Obviously, Western Europeans continued to enslave others — Eastern Europeans, Moors, Africans, some Native Americans, etc — but not each other: a development of huge importance in the history of the region, similar but more comprehensive and more strictly enforced than Muslim and Christian bans against enslaving correligionists.
This topic is fascinating, and deserves some explaining. As I’ve discussed before, there’s a massive difference between debt bondage and other kinds of forced labor and slavery:
Debt bondage was a form of servitude based upon an initial agreement to borrow funds and continued until the time, if ever, the debt was repaid. The debt was payable by the family of the borrower if the latter was unable to repay while alive. Lenders were accused of extending too much credit or charging an excessively high interest rate so that repayment was never possible. The borrower would therefore become bound for very long periods, perhaps for life. Debt bondage was a system of coercion sometimes associated with the post-chattel-slavery era, as manifested in nineteenth-century India, but it was practiced widely and in some cases earlier in other parts of Southeast Asia, as well as in Latin America, Africa, and China.
This kind of status hasn’t always been clearly separate from that of a “free” but subject laborer:
The nature of free labor has changed substantially within the confines of the period to which volume three of the present project is devoted – waged labor in seventeenth-century England (and even in mid-nineteenth-century America) being taken as a sign that an individual could not possibly be a full citizen.
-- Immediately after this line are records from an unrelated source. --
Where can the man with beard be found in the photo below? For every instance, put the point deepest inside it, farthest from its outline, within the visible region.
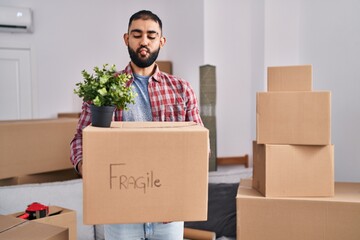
(160, 97)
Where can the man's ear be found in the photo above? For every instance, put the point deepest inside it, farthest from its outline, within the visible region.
(126, 39)
(162, 41)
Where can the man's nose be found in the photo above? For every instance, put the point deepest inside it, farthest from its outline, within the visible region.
(144, 40)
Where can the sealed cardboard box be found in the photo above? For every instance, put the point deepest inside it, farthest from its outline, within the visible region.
(293, 170)
(327, 218)
(12, 228)
(293, 118)
(289, 78)
(61, 217)
(139, 172)
(35, 146)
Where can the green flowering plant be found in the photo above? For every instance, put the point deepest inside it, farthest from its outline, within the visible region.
(106, 87)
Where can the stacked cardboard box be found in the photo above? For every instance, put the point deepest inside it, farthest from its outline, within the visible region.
(292, 194)
(293, 155)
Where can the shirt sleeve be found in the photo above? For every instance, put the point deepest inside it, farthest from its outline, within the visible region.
(76, 143)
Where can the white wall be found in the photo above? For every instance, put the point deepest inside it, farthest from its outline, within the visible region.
(241, 38)
(234, 43)
(70, 36)
(330, 40)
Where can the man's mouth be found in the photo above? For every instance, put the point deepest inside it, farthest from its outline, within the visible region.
(143, 52)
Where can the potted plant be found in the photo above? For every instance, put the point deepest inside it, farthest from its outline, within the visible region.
(105, 90)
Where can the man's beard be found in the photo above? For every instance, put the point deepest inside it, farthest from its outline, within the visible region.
(143, 62)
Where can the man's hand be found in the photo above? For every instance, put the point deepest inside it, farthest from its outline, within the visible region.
(79, 167)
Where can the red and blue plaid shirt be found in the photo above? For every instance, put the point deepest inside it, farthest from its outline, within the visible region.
(171, 99)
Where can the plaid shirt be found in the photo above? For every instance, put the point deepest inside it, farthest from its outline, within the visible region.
(171, 99)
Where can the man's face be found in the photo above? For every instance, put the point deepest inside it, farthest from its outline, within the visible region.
(144, 41)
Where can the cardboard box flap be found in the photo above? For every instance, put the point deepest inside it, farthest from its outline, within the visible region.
(344, 192)
(152, 125)
(289, 78)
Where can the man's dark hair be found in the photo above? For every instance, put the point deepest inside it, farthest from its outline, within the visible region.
(145, 15)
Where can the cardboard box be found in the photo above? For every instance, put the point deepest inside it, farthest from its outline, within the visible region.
(293, 118)
(331, 218)
(139, 172)
(55, 176)
(63, 217)
(293, 170)
(35, 146)
(12, 228)
(289, 78)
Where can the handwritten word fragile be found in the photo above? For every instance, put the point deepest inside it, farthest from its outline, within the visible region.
(120, 180)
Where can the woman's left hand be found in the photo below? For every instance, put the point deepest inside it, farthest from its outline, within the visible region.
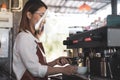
(62, 61)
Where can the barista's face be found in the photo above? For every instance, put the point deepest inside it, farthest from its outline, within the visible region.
(34, 18)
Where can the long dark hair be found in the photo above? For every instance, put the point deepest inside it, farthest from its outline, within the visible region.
(31, 6)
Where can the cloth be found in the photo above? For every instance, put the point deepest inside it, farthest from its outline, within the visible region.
(42, 60)
(25, 57)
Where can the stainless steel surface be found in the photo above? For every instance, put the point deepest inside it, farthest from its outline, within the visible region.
(71, 6)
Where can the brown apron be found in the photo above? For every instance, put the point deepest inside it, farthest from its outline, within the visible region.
(27, 75)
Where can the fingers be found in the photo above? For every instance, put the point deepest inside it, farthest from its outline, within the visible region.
(70, 70)
(62, 61)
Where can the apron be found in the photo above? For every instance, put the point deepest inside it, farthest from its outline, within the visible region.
(42, 60)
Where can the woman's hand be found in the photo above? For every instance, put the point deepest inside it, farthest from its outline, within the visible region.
(62, 61)
(69, 70)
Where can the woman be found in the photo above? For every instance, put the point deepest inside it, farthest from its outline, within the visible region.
(29, 62)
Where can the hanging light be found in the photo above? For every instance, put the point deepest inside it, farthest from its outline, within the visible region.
(84, 7)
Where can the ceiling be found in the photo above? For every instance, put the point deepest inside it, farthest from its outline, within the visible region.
(71, 6)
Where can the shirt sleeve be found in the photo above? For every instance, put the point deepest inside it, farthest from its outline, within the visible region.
(27, 51)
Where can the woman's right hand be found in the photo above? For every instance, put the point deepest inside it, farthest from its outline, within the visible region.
(69, 70)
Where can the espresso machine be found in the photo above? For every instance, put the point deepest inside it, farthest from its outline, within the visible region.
(100, 49)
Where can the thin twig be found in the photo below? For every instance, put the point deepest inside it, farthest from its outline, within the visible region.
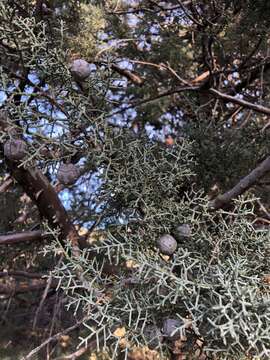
(53, 338)
(243, 185)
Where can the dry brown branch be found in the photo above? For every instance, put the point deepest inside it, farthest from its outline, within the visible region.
(11, 239)
(247, 182)
(244, 103)
(6, 184)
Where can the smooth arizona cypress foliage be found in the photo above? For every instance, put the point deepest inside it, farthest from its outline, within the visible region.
(130, 119)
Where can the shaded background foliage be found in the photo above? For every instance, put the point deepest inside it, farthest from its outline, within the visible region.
(153, 144)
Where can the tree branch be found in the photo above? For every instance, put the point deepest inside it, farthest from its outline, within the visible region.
(11, 239)
(221, 200)
(15, 287)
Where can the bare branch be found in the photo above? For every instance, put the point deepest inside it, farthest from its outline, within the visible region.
(11, 239)
(243, 185)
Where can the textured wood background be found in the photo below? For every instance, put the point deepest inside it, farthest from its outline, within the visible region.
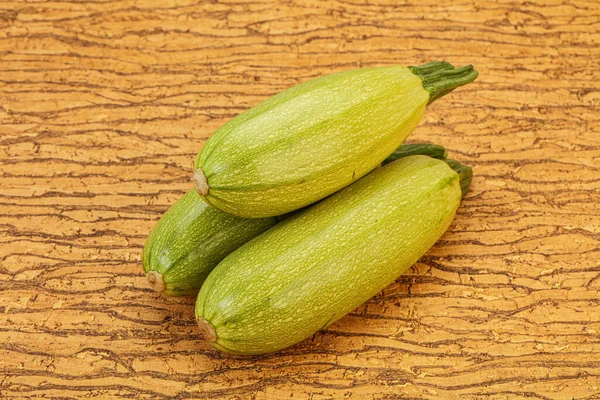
(104, 104)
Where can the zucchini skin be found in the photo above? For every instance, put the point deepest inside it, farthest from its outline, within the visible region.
(320, 264)
(315, 138)
(193, 236)
(190, 239)
(309, 141)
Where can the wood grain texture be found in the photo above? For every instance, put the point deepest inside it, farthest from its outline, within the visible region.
(103, 106)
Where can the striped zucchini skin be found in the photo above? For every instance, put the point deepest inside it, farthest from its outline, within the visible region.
(309, 141)
(192, 237)
(315, 267)
(189, 240)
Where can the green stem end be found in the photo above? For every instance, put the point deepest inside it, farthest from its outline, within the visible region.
(465, 174)
(440, 77)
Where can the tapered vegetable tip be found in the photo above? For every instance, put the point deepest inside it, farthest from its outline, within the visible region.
(425, 149)
(200, 182)
(440, 77)
(465, 174)
(156, 281)
(207, 331)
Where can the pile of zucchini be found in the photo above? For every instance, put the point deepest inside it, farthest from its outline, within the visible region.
(307, 205)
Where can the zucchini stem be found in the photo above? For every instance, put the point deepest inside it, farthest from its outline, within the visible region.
(465, 174)
(424, 149)
(440, 77)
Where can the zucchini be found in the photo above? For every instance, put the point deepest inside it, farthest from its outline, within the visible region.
(189, 240)
(315, 138)
(320, 264)
(192, 237)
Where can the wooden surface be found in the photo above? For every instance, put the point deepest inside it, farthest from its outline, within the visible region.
(103, 106)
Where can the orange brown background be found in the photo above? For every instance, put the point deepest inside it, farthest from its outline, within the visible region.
(103, 106)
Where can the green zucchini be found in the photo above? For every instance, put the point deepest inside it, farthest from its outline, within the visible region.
(192, 237)
(315, 138)
(315, 267)
(189, 240)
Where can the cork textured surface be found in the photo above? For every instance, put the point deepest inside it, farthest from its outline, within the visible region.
(103, 106)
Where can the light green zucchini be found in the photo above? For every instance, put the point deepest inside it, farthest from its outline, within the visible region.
(320, 264)
(192, 237)
(315, 138)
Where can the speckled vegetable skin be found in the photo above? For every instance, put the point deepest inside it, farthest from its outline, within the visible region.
(190, 239)
(313, 268)
(318, 137)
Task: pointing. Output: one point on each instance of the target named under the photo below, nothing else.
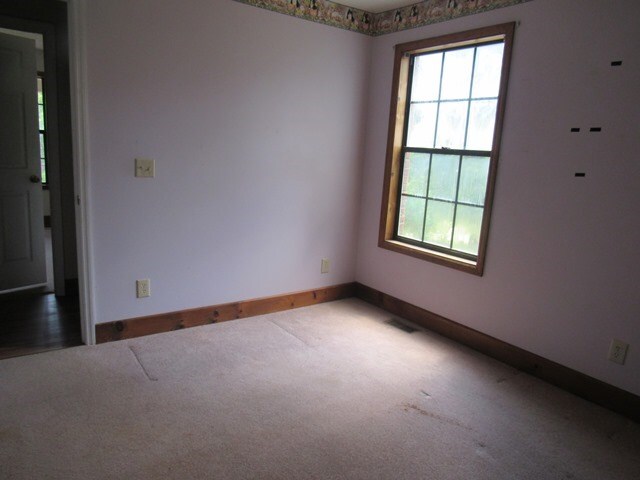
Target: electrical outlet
(324, 266)
(145, 167)
(618, 351)
(143, 288)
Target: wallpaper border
(375, 24)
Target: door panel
(22, 259)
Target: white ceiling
(33, 36)
(377, 6)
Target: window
(444, 136)
(41, 128)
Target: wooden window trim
(393, 175)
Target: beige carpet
(325, 392)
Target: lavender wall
(561, 277)
(255, 121)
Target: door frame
(60, 23)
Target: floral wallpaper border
(375, 24)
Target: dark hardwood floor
(33, 322)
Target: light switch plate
(143, 288)
(145, 167)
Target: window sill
(468, 266)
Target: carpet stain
(451, 421)
(137, 357)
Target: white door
(22, 258)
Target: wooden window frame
(393, 175)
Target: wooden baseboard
(566, 378)
(166, 322)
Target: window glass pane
(426, 77)
(456, 76)
(439, 225)
(468, 226)
(473, 180)
(488, 67)
(452, 122)
(43, 171)
(422, 124)
(40, 116)
(40, 94)
(444, 177)
(411, 217)
(415, 174)
(482, 118)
Among the more overt forms of dependency and coerced labor, convict labor (in the sense of those guilty of offenses being required to labor) by the state has increased dramatically since the early modern period. Prior to this, and in many non-Western environments long afterward, those guilty of crimes against the community might be physically chastised or expelled. Punishment had few implications for labor. In Western societies, physical chastisement came to be supplemented by, or in some instances replaced with, incarceration, and expulsion became systematized into transportation. In both cases, however, convicts were frequently expected to labor as well. The Siberian case is well known. Exile was stipulated as early as 1582, but the forced labor of exiles is an eighteenth-century phenomenon, with, in the British case, a rapid switch from colonial North America to the antipodes as the place of exile. The most striking example is perhaps Australia, where shortly before the ending of transportation in the 1850s, convicts brought halfway around the world formed a similar proportion of the total population as had slaves in South Carolina less than a century earlier, and a far greater proportion than was ever the case in Siberia.
Yes. Not the best-known fact in the world, possibly another after-effect of very effective anti-Czarist Communist propaganda. Moving on:
They were also responsible for much of the infrastructure that accelerated the economic development of Australia. Despite this, the exaction of labor was never the major reason for the creation of convicts in the first place, or even, after conviction, for the existence of schemes that used the labor of those convicted, such as workhouses, prison gangs, galleys, soviet gulags, and transportation to distant colonies. Indeed, the history of coerced labor in the context of the history of the community’s or state’s need to punish transgressors seems a story of lost economic opportunity. One possible reason for this is that few schemes to harness the labor of convicts appeared to have warranted the expenditures they incurred – at least within the norms that most societies regarded as acceptable for the treatment of convicts. If convicts had been treated like African slaves, then there might have been different economic consequences.